I am keeping several options on the table for my short-term (1 to 2 years) future endeavors. One of those options includes going back into the Army. My desire to return has zero to do with the payoff for our efforts in Iraq, A'Stan, or elsewhere. For me, it is due to two factors:
1) I enjoyed working with other Soldiers far more than I think I will enjoy working with civilians.
2) I found satisfaction in helping the indigenous people where I deployed. I don't mean that I helped them by being a cog in the machine that implements our military strategy. I mean that I could choose to treat people like "civilians on the battlefield" or I could treat them like I would want to be treated if our roles were reversed. I chose the latter and it was rewarding.

I got out of the Army because I, like you, do not do garrison. It was not so much that I separated due to low job satisfaction so much as it was due to the fact that I did not see how I could perform at an acceptable level if I hated every minute of the job.

By process of elimination, I do not do strategy or garrison, which means that I do field at the tactical or operational level. Well, I'll add this to the mix: I don't do operational either. That said, the civilian alternative is far, far less exciting. After seeing how mind-numbingly boring the alternative is, I'm open to the prospect of enduring the soul-crushing, thankless, often worthless, tedious existence of a staff officer if it means that I might, if I'm fortunate, get to command Soldiers for one year out of five. The stark comparison of civilian vs Soldier has helped me to appreciate that even a staff job isn't as bad as I thought it was. With this perspective, I think I might be able to perform it better, so I am considering a return.

As for long-term, how does this end? I frankly think it is irrelevant. I think a more important question is: what are we defending? As I have watched the financial "disaster" unfold, and learn about just how widespread and pervasive the unethical, immoral, and flat-out illegal behavior was throughout all organizations involved (from the top to bottom); as I watch our response to it in the halls of government, with nothing but coldly-calculated moves by politicians to engage in CYA and ensure their own re-elections and enrich their contributors and future employers; and as I observe our society's continued slouch towards Gomorrah (don't read too much into me appropriating that book title), I really don't know what we are defending. Until I can answer that question, I can't see any relevance to the question of "to what end" or "how does it end" or anything similar. I am very pessimistic about our future - not due to economics or security, so much as due to the depravity of our society and the entrenchment of a class of people who have a lot of power and no morals.

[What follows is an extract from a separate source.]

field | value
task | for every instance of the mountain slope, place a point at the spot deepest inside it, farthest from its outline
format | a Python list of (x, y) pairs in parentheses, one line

I've never considered myself to be selfish, so it seems weird to look at this selfishly. But if I were to look at it selflessly, I would need to ask whom I am serving and what for. I can't answer it. So I am left asking what line of work I will enjoy more. I like working with Soldiers and deploying with the line units. Long response short: I guess I don't care how it ends, so long as I can participate and execute my piece of the fight to the best of my ability. It beats a 9 to 5 job.

Ugh. I didn't intend to type that much initially.